Mürşid-i Azîzim Muzaffer Efendi Hazretleri buyurdular ki :
Birisi kisb ile velî olur, birisi ıstıfâ velîdir, Hakk tâlib olur ona. O vakit o ümmî de olsa, ona bildirirler, Yûnus Emre gibi. Resûl-i Ekrem'in ümmî sıfatının sıfatının vârisidir. Ümmî demek, bizim halkın dediği gibi, câhil ma'nâsına değildir. Câhil ma'nâsına ama hangi câhil ma'nâsına, halk bilmez onu. Allah'dan başka bir şey bilmez. Allah'dan başkasına câhildir. "إِنَّا عَرَضْنَا الْأَمَانَةَ عَلَى السَّمَاوَاتِ وَالْأَرْضِ وَالْجِبَالِ فَأَبَيْنَ أَن يَحْمِلْنَهَا وَأَشْفَقْنَ مِنْهَا وَحَمَلَهَا الْإِنسَانُ إِنَّهُ كَانَ ظَلُومًا جَهُولًا innâ 'aradne'l- emânete 'ale's-semâvâti ve'l-ardi ve'l-cibâli fe ebeyne en yahmilnehâ ve eşfakne minhâ ve hamelehe'l-insân, innehû kâne zalûmen cehâlâ". İşte o ma'nâyadır.
Velîler iki kısımdır, birisi ıstıfâ velîdir, birisi kisb ile velî olur, zühd ile, takvâ ile, riyâzât ile, tesbîhât ile velî olur.
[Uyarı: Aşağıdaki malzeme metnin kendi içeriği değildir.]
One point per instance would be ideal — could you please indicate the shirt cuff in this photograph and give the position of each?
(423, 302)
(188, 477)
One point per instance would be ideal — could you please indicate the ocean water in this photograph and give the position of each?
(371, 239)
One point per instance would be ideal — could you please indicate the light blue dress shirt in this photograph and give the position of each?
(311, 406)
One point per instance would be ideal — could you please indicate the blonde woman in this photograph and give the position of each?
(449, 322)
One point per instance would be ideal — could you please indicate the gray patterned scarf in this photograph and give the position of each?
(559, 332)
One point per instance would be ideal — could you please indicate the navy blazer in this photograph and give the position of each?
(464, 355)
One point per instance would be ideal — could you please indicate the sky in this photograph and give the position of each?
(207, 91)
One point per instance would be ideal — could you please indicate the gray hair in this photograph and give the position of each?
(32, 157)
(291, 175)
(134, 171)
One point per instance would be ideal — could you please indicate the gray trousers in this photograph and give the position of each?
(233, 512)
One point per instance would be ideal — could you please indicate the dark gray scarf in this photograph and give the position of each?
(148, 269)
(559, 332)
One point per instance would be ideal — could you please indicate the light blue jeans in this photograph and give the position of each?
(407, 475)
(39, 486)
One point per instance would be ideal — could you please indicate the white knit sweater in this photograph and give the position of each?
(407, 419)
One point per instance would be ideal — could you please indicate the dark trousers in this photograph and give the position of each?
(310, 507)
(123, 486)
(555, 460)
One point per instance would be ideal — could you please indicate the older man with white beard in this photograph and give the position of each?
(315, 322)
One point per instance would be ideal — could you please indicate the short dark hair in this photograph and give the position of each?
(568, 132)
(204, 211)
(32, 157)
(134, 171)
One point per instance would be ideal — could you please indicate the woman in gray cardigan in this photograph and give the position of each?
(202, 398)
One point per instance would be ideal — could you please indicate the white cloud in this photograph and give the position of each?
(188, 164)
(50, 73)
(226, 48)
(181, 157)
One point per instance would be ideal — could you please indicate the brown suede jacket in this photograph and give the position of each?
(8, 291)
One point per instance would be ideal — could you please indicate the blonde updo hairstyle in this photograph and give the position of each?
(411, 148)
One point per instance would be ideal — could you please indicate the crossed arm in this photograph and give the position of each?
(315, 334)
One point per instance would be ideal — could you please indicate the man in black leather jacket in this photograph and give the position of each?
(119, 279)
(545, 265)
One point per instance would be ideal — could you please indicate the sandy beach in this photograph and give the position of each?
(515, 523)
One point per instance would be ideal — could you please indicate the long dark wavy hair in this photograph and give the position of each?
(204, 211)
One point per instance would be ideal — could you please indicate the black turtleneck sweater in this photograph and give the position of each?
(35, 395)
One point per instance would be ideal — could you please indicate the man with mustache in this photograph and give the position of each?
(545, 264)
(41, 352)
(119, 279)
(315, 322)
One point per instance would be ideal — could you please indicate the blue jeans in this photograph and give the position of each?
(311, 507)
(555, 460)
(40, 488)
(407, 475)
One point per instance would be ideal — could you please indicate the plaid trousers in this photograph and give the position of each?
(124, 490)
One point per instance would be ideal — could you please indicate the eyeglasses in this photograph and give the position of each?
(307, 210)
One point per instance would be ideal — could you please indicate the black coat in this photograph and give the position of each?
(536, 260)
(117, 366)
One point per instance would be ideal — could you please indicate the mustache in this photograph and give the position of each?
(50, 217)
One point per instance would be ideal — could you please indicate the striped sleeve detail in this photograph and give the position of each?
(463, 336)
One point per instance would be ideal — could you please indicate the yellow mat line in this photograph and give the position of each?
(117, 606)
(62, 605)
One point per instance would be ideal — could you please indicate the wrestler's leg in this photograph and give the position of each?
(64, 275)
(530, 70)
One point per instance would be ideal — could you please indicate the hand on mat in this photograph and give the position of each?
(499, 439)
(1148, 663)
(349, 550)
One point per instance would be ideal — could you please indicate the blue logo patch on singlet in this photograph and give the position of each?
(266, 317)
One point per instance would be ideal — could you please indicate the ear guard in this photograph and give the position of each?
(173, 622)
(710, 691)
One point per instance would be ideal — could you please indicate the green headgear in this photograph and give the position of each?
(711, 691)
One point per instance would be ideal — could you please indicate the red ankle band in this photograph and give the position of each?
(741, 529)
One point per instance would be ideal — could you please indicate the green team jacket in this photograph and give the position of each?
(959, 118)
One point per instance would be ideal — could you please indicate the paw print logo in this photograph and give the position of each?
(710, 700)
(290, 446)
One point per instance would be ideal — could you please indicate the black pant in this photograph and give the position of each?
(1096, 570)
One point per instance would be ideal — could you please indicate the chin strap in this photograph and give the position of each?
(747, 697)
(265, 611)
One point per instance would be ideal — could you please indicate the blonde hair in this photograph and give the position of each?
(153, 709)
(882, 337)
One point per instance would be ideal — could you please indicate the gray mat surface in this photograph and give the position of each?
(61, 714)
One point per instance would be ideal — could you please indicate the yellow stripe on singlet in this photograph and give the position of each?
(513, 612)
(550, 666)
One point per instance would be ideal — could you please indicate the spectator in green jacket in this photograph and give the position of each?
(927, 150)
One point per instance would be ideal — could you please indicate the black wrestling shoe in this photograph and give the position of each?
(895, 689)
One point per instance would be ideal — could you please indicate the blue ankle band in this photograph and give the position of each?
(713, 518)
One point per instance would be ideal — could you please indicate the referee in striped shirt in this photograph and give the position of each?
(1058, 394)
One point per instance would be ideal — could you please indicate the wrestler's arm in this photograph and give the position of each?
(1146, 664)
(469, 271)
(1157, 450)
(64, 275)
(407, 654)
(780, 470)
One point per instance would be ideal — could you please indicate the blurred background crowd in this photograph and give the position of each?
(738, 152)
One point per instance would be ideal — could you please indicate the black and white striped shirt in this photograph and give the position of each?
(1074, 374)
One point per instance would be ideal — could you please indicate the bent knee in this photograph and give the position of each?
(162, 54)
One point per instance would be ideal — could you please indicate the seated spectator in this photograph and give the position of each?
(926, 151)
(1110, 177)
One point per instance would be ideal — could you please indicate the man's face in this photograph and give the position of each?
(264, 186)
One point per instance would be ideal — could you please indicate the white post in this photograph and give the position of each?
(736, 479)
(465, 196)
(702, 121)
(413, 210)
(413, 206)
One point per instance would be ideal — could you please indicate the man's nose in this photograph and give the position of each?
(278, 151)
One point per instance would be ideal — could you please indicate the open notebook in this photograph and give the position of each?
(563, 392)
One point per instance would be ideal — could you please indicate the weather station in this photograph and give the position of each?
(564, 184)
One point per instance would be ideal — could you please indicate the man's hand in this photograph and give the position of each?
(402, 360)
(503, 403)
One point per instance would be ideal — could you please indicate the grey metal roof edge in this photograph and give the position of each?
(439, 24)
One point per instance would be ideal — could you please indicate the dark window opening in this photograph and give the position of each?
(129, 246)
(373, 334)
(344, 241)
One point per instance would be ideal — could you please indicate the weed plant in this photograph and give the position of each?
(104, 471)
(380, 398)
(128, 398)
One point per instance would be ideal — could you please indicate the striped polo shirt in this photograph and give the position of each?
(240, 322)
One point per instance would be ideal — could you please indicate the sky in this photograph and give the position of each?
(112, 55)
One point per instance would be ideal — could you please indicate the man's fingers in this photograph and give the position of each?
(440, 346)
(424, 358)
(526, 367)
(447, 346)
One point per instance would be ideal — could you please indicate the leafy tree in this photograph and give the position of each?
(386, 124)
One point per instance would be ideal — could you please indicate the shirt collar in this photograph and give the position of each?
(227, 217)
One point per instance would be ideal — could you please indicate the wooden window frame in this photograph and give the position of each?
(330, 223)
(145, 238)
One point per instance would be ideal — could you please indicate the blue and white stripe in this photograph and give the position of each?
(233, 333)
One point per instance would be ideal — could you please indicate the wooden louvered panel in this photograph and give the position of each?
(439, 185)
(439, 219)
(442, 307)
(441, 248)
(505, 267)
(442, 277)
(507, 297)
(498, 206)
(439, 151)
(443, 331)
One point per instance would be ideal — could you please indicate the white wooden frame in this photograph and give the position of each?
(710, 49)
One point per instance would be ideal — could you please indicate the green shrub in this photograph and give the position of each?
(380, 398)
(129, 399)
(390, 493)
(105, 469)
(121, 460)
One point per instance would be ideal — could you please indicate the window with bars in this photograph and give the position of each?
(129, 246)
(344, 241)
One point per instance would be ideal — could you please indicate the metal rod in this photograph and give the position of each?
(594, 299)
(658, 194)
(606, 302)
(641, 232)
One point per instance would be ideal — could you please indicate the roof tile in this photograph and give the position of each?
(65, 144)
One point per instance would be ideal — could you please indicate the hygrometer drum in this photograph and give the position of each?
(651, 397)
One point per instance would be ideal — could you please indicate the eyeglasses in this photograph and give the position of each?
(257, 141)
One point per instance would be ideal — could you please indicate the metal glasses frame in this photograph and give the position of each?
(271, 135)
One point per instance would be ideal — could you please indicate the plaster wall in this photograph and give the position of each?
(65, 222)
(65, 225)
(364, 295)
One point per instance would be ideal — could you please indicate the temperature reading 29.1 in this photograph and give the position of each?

Birisine Cenâbı Hakk kendisi tâlib olur.
Abdullah el-Mübârek diyor ki, "Ben hacdan geliyordum, bilmediğim bir şehirde, bakdım bir çocuk oynuyor, toprakları böyle yığıyor, gülüyor, sonra dağıtıyor, ağlıyor. Uzakdan gördüm onu, selâm vereyim mi, vermeyeyim mi diye düşündüm. Sonra içimden bir kuvvet bana dedi ki, 'selam verme, çocukdur selâmın kıymetini ne bilir' dedi. Diğer bir kuvvet dedi ki, 'sen Resûl-i Ekrem'e teslîm ol, Resûl-i Ekrem çocuklara selâm verirdi, sen de selâm ver. Aklını kurbân et, Peygamber yolunda' dedi. Onun üzerine ben oraya geldim selâm verdim, 'selâmün aleyküm yâ veledi' dedim, böyle başını kaldırdı, bakdı, 've aleykümselâm yâ Abdullah el-Mübârek' dedi. Şaşırdım, 'oğlum sen beni nerden tanıyorsun' dedim. 'Âlem-i ervahda aynı safda bulunuyorduk, Cenâb-ı Hakk sana böyle hitâb etdi, Abdullah el-Mübârek ismiyle, onu hatırlıyorum' dedi.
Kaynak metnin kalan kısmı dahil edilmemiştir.